Origin of intracellular calcium and quantitation of mobilizable calcium in neutrophils stimulated with chemotactic peptide.

The origin and amount of mobilized Ca2+ in chemotactic peptide-stimulated guinea pig neutrophils were examined using biochemical techniques. The total amount of releasable Ca2+ by 20 microM A23187 from the unstimulated intact cells was 0.91 nmol/4 X 10(6) cells, as assessed by change in absorbance of the antipyrylazo III-Ca2+ complex. Two types of internal vesicular Ca2+ pool, mitochondrial and non-mitochondrial pool were identified in the saponin-permeabilized cells.

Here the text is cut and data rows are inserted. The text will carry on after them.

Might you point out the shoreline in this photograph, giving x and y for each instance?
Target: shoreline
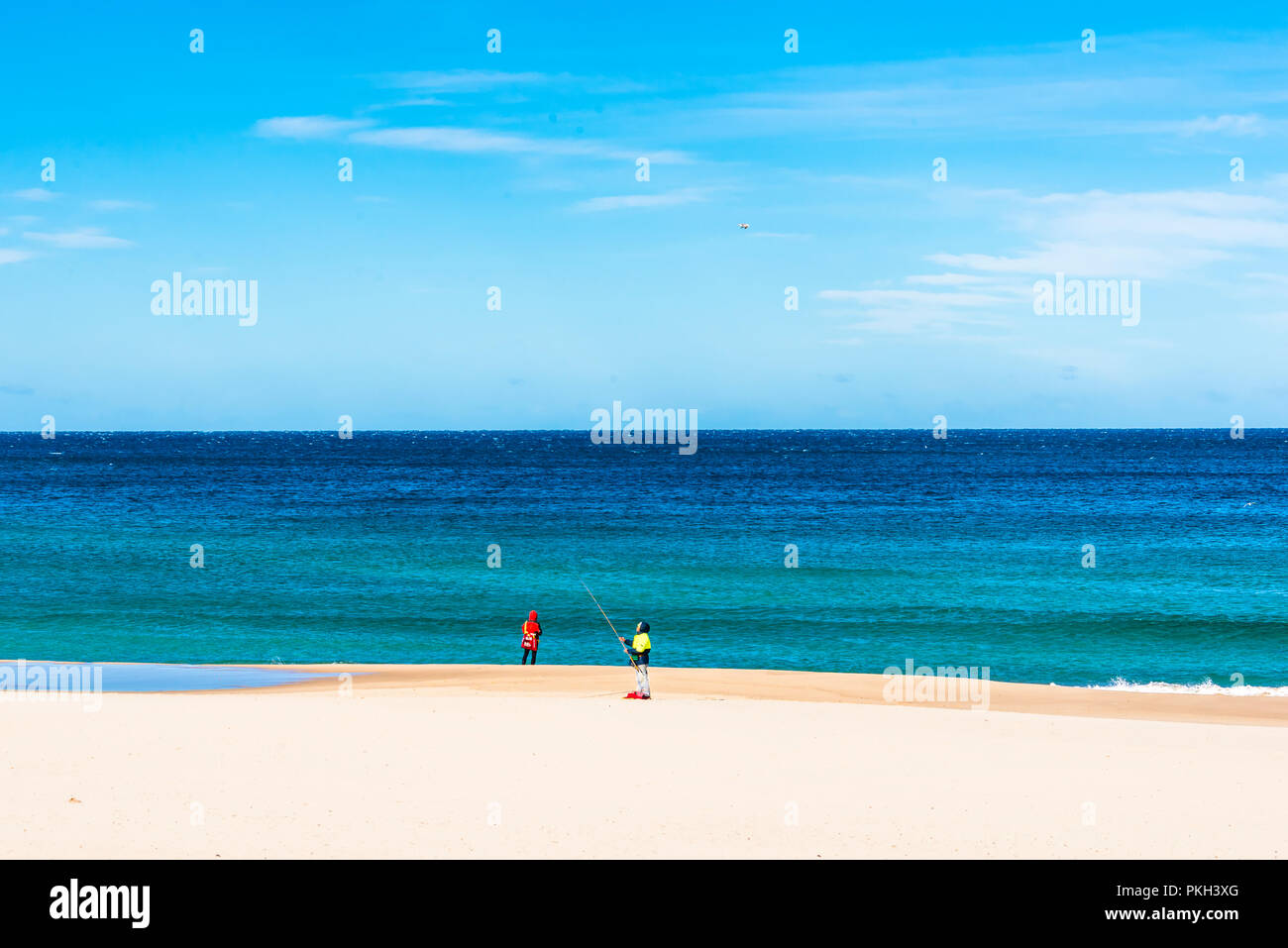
(722, 685)
(523, 763)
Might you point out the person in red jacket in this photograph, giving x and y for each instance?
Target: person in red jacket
(531, 638)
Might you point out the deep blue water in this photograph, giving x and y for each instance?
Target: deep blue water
(958, 552)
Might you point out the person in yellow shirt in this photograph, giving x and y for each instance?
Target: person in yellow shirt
(638, 651)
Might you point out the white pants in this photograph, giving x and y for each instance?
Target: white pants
(642, 681)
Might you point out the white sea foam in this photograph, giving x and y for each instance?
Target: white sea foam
(1206, 686)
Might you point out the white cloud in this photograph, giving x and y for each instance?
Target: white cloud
(1229, 124)
(483, 141)
(84, 239)
(460, 80)
(307, 127)
(39, 194)
(666, 198)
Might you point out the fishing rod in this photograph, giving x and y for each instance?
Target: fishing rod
(609, 623)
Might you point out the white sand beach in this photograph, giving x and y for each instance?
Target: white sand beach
(426, 762)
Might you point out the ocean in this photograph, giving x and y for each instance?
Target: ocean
(964, 552)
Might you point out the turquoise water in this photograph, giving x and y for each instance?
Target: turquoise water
(958, 552)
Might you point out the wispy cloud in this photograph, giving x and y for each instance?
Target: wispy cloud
(460, 80)
(666, 198)
(39, 194)
(82, 239)
(484, 141)
(308, 127)
(1228, 124)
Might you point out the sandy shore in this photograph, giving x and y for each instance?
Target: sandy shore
(549, 762)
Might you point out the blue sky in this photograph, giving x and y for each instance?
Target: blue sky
(518, 170)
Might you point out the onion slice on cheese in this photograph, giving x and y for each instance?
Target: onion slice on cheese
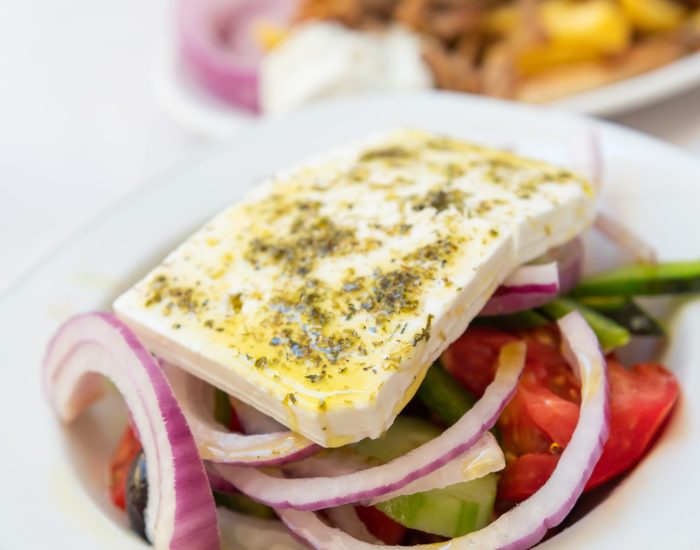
(216, 444)
(369, 485)
(527, 523)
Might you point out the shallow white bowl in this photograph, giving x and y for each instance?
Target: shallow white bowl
(53, 479)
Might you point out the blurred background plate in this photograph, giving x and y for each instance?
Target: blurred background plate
(54, 480)
(189, 104)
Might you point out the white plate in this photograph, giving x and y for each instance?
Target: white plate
(184, 100)
(52, 479)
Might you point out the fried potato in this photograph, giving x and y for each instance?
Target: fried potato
(568, 80)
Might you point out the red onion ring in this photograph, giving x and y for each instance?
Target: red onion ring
(484, 457)
(217, 47)
(240, 531)
(180, 514)
(216, 444)
(346, 519)
(375, 482)
(533, 285)
(625, 239)
(526, 524)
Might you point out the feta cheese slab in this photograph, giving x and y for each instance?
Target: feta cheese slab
(323, 296)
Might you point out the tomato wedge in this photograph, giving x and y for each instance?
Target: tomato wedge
(538, 423)
(129, 446)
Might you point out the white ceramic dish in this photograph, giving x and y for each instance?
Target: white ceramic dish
(186, 102)
(53, 479)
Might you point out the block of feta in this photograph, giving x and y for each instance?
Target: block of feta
(324, 295)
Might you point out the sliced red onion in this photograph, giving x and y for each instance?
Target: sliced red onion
(244, 532)
(217, 45)
(534, 285)
(327, 492)
(625, 239)
(482, 458)
(346, 519)
(216, 444)
(526, 524)
(180, 514)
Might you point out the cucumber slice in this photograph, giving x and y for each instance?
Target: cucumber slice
(444, 396)
(523, 320)
(609, 333)
(625, 312)
(449, 512)
(638, 280)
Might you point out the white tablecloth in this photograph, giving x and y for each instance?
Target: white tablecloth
(79, 127)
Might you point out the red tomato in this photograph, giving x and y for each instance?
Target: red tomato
(381, 525)
(538, 423)
(129, 446)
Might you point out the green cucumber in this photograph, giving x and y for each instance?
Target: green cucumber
(609, 333)
(522, 320)
(243, 504)
(449, 512)
(444, 396)
(625, 312)
(643, 280)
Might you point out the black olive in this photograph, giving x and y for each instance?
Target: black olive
(137, 494)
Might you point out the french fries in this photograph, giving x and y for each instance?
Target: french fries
(531, 50)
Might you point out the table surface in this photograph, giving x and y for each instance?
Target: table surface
(80, 128)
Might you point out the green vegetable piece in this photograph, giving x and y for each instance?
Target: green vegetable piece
(522, 320)
(609, 333)
(243, 504)
(444, 396)
(223, 412)
(450, 512)
(627, 313)
(643, 280)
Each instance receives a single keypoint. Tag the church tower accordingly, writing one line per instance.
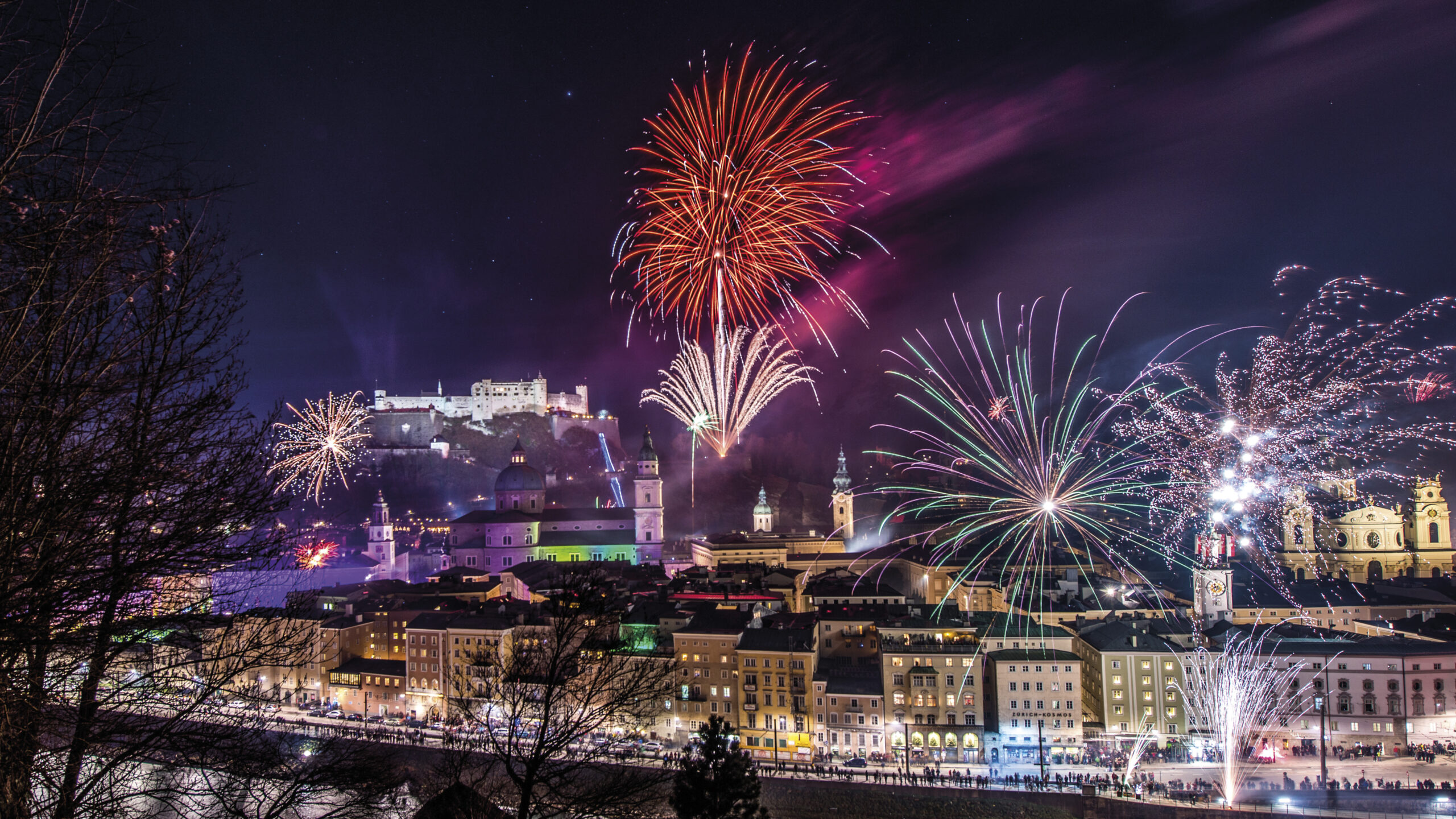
(1212, 594)
(1429, 524)
(763, 514)
(382, 538)
(843, 502)
(647, 490)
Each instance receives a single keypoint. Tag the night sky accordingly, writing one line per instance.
(428, 191)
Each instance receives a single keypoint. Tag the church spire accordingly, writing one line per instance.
(842, 475)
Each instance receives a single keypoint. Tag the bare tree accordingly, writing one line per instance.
(129, 471)
(541, 706)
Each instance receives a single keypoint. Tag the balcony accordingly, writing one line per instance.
(893, 646)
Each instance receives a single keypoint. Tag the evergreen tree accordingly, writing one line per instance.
(717, 780)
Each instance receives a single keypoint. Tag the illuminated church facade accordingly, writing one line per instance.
(523, 528)
(1372, 543)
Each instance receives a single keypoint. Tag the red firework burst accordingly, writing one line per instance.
(747, 191)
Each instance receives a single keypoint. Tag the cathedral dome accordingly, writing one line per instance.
(519, 475)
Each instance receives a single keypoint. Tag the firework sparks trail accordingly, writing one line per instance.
(1017, 458)
(1317, 408)
(1428, 388)
(1145, 738)
(315, 553)
(746, 371)
(316, 448)
(1235, 693)
(746, 193)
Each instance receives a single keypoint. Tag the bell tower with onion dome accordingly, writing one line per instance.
(520, 487)
(647, 494)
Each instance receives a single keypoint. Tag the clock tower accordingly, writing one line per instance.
(1212, 594)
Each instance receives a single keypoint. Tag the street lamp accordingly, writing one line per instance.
(905, 734)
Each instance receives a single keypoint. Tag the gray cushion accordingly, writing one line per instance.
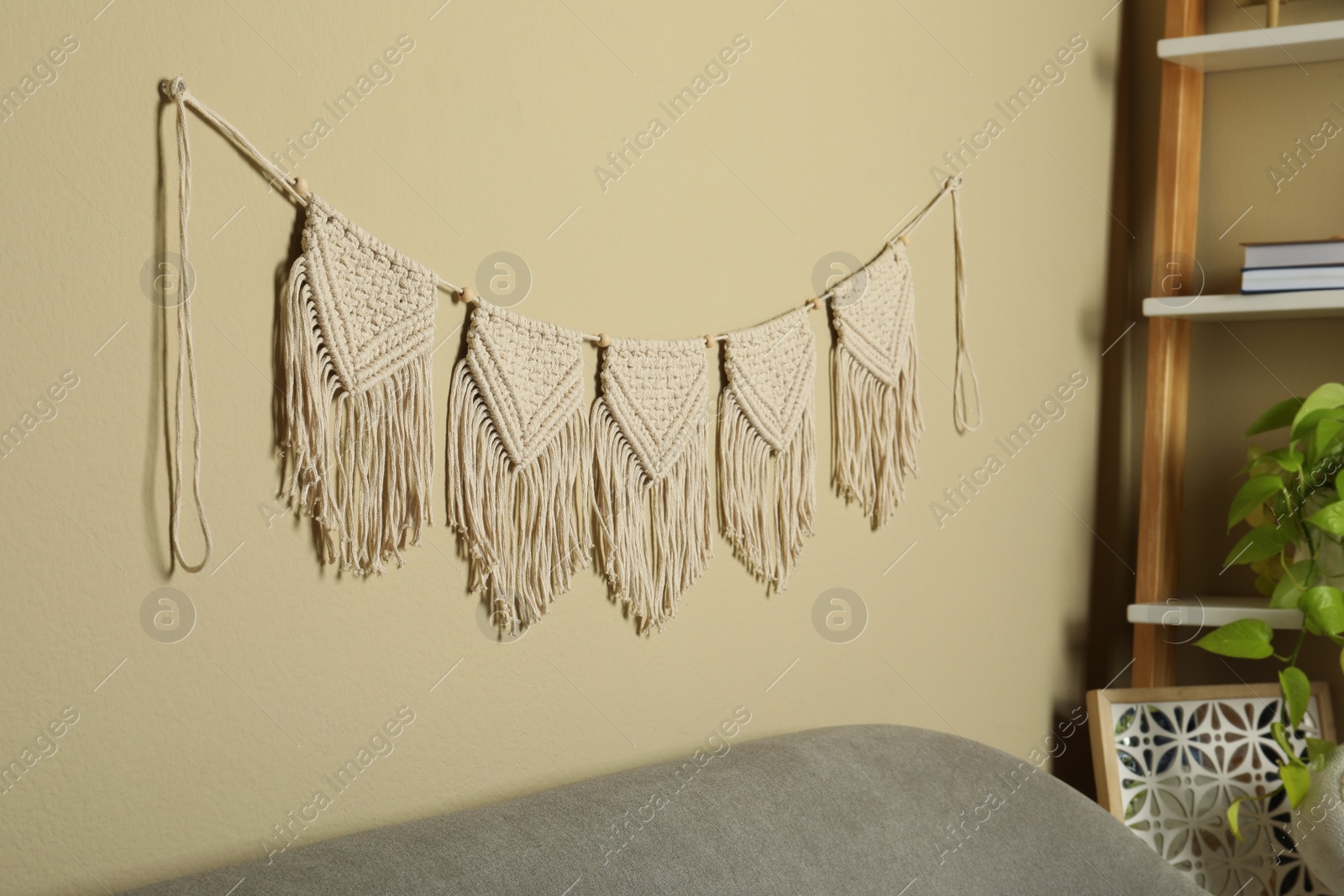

The total amount of releasable Ca2+ was comparable to that accumulated by the non-mitochondrial pool at (1-2) X 10(-7) M of a free Ca2+ concentration. The mitochondrial uncoupler, capable of releasing Ca2+ from the mitochondrial pool, neither modified the basal cytosolic free Ca2+ in quin 2-loaded cells nor caused a Ca2+ efflux from the intact cells. These results suggest that the releasable Ca2+ may be located in the non-mitochondrial pool of unstimulated intact cells, and the mitochondrial pool contains little releasable Ca2+. The addition of fMet-Leu-Phe increased the cytosolic free Ca2+ by two processes: Ca2+ mobilization from internal stores and Ca2+ influx through the surface membrane. The Ca2+ mobilized and effluxed from the intact cells by stimulation with the maximal doses of fMet-Leu-Phe was estimated to be 0.27 nmol/4 X 10(6) cells. Almost equal amounts were released by the maximal doses of inositol 1,4,5-trisphosphate from the non-mitochondrial pool of saponin-treated cells that had accumulated Ca2+ at a free Ca2+ concentration of 1.4 X 10(-7) M. The mechanism related to the Ca2+ influx by fMet-Leu-Phe stimulation was also examined. The addition of nifedipine or phosphatidic acid did not affect the change in the cytosolic free Ca2+ induced by fMet-Leu-Phe, thereby suggesting that the receptor-mediated Ca2+ channel may be involved in the Ca2+ influx.